In this learning activity, you will install and configure a load balancer to be the front end for two pre-built apache nodes. The load balancer should be configured to run in the best-effort stickiness mode.

What are Hands-On Labs?

Hands-On Labs are scenario-based learning environments where learners can practice without consequences. Don't compromise a system or waste money on expensive downloads. Practice real-world skills without the real-world risk, no assembly required.

Creating a Load Balancer

The Scenario

A business unit is requesting our assistance in resolving some performance issues. They've had additional application nodes created, but need us to build a load balancer that acts as their front end.

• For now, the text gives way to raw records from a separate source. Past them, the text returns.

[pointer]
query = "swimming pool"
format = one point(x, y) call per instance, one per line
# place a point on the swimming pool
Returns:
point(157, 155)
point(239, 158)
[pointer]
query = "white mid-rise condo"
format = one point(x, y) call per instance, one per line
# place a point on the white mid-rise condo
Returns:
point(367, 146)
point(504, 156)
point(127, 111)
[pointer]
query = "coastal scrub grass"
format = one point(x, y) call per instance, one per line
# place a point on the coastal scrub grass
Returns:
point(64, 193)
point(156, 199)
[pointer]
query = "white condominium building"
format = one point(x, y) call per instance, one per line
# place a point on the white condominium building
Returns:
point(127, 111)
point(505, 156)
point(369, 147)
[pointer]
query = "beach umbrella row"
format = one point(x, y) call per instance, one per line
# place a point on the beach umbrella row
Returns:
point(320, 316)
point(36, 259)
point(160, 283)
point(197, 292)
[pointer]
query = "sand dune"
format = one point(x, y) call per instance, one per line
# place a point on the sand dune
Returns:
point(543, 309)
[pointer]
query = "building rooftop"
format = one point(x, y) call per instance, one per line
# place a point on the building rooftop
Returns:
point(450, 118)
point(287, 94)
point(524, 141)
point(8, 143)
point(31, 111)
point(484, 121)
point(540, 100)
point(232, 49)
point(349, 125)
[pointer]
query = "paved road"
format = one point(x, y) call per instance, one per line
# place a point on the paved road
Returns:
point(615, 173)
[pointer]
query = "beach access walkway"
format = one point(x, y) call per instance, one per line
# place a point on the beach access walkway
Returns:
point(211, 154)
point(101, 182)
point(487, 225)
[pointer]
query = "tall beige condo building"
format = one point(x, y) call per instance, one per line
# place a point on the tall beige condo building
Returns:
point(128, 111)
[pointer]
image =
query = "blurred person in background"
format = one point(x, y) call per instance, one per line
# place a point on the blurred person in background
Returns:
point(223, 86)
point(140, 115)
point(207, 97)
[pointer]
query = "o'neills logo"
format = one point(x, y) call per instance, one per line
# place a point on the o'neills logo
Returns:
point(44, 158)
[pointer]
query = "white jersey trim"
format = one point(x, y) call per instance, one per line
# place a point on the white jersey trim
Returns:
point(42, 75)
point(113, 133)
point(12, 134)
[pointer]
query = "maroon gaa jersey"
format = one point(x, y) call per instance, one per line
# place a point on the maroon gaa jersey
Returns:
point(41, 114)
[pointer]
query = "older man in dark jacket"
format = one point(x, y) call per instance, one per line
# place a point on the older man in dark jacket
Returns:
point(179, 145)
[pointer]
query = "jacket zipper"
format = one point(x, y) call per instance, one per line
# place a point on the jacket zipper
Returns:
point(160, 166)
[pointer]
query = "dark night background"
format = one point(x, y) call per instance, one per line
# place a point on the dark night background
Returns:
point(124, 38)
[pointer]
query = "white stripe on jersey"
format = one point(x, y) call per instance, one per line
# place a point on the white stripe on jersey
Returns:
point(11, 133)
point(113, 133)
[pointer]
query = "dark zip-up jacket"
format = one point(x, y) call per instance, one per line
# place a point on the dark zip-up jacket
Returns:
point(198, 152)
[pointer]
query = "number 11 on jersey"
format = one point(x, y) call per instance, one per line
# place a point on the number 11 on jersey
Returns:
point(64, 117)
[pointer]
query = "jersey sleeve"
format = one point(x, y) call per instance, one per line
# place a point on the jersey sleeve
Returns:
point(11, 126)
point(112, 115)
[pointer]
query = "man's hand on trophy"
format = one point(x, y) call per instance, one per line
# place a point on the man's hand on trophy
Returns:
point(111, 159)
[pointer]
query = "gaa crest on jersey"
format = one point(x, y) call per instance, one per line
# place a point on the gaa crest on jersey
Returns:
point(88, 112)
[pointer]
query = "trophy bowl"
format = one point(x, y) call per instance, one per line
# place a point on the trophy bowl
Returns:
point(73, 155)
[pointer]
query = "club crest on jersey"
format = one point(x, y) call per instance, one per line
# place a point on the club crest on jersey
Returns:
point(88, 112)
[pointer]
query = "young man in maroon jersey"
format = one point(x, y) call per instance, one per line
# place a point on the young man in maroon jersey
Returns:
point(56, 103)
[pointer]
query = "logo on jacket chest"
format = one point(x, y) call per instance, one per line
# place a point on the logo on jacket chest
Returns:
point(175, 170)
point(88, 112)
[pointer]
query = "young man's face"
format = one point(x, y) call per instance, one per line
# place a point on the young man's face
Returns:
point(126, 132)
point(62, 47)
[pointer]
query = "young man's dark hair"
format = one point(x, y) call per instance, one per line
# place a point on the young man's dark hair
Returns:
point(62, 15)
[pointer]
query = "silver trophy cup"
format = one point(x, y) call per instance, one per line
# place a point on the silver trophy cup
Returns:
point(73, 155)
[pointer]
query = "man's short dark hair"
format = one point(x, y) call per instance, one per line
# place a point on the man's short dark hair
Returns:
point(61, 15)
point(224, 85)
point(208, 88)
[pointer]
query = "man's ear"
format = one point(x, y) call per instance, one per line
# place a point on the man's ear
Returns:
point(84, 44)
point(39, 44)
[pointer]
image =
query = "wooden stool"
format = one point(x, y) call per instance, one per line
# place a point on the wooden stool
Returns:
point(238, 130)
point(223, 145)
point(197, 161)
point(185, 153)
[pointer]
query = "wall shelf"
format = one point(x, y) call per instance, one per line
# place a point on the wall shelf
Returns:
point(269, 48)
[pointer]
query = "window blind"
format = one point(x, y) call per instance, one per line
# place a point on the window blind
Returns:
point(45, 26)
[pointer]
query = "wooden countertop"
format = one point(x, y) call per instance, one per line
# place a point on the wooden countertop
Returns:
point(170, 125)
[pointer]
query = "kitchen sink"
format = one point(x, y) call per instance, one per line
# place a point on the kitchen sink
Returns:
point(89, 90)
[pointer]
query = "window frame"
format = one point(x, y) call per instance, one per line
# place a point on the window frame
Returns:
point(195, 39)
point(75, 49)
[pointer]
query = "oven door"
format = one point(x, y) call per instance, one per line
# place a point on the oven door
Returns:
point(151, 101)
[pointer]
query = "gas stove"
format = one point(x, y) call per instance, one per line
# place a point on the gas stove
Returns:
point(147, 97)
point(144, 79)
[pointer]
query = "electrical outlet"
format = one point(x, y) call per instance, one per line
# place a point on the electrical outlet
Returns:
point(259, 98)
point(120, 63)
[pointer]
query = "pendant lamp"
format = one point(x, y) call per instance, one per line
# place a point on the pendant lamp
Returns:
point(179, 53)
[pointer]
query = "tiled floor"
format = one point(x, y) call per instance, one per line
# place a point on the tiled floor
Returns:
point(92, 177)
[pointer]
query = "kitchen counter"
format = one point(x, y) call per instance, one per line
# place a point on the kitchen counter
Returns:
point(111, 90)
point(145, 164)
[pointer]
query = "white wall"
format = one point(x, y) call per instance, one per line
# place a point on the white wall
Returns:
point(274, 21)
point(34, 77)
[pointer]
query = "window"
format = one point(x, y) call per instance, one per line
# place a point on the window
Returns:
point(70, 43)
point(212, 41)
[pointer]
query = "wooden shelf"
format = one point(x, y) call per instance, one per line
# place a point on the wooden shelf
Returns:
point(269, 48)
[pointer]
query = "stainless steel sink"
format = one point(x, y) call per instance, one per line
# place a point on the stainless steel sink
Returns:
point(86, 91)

The application nodes will listen on port 8080, and the load balancer should listen on port 80 for web traffic.

Get logged in

Use the credentials and server IP in the hands-on lab overview page to log into our lab server. Notice there are multiple machines we're working with. Pay attention in the lab guide, as the shell prompt will reveal which one we're working with at the moment.

Install HAProxy on Server1

Before we do anything else, let's run a sudo -i right off. Then we'll be root and won't have to keep typing in a password.

Now, we'll start off by installing HAProxy:

[root@Server1]# yum -y install haproxy

Enable and start the service:

[root@Server1]# systemctl enable haproxy
[root@Server1]# systemctl start haproxy

Then verify that incoming port 80 traffic is permitted through the firewall. Running firewall-cmd --list-all should show http in the list of allowed services.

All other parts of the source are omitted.